İçeriğe geçmek için "Enter"a basın

radikal: Sanatı sevmenin Türklüğü Ermeniliği mi olurmuş?


Arto Tunçboyacıyan (solda) ve Serj Tankian, pazartesi günü piyasaya çıkacak Serart isimli albümün kayıtlarını Los Angeles’ta yaptılar.

MEHMET TEZ

Radikal okurlarının tamamının yakından tanıdığı bir grup değil belki, ama System of A Down şu an dünyanın en fazla tanınan ve sevilen heavy metal / alternatif rock gruplarından.
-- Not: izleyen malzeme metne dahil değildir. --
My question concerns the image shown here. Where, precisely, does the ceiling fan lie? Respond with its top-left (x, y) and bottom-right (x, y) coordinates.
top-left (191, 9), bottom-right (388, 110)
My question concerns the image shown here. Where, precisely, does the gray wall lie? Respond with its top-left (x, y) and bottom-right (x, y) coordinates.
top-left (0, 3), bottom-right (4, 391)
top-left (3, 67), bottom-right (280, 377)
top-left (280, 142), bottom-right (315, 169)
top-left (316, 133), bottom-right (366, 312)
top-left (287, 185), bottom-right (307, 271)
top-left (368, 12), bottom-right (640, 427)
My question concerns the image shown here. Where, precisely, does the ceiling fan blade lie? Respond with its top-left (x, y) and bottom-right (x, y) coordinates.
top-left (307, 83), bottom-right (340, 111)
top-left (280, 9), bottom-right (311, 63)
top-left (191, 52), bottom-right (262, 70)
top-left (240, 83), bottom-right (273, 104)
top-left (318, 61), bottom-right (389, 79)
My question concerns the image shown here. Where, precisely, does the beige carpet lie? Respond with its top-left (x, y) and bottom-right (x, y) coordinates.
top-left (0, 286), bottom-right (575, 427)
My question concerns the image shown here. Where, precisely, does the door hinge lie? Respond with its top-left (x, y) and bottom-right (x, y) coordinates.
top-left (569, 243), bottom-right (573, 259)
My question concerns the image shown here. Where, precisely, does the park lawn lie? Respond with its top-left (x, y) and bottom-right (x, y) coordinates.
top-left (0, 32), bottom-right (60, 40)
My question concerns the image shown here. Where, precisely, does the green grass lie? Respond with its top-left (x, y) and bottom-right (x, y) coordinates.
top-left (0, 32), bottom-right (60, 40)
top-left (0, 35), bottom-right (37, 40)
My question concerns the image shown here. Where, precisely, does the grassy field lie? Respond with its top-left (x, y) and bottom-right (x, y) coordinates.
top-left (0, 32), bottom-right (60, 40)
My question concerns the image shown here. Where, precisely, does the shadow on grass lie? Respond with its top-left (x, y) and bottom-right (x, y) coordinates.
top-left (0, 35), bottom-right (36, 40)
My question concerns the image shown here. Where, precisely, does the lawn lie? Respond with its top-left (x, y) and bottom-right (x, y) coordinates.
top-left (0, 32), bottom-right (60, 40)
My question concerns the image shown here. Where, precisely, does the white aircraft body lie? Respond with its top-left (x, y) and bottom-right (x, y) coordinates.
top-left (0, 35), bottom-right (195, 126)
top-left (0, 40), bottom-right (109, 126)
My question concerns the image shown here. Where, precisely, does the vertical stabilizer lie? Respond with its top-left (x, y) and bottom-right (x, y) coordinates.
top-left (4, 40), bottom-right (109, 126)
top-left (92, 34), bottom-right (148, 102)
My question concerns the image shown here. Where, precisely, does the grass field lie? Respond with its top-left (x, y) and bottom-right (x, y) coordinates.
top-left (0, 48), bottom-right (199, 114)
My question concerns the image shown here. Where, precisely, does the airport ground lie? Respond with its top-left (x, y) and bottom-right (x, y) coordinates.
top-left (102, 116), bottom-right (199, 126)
Arto Tunçboyacıyan’ı ve yaratıcı müziğini zaten tanıyorsunuz. İkisini bir araya getiren Serart projesinin ürünü olan albüm pazartesi günü piyasaya çıkıyor. Annesinin cenazesi için Ermenistan’dan İstanbul’a gelen Arto Tunçboyacıyan bizi kırmayıp sorularımızı yanıtladı. Serj Tankian’la ise Los Angeles’a bağlanıp telefonda görüştük. Serart nedir, ne değildir derken konu tabii ki dünya meselelerine ve Ermeni-Türk ilişkilerine geldi. İşte iki Ermeni müzisyenden, politika, hayat, insanlar ve müzik üzerine ilginç fikirler, eleştiriler, yorumlar.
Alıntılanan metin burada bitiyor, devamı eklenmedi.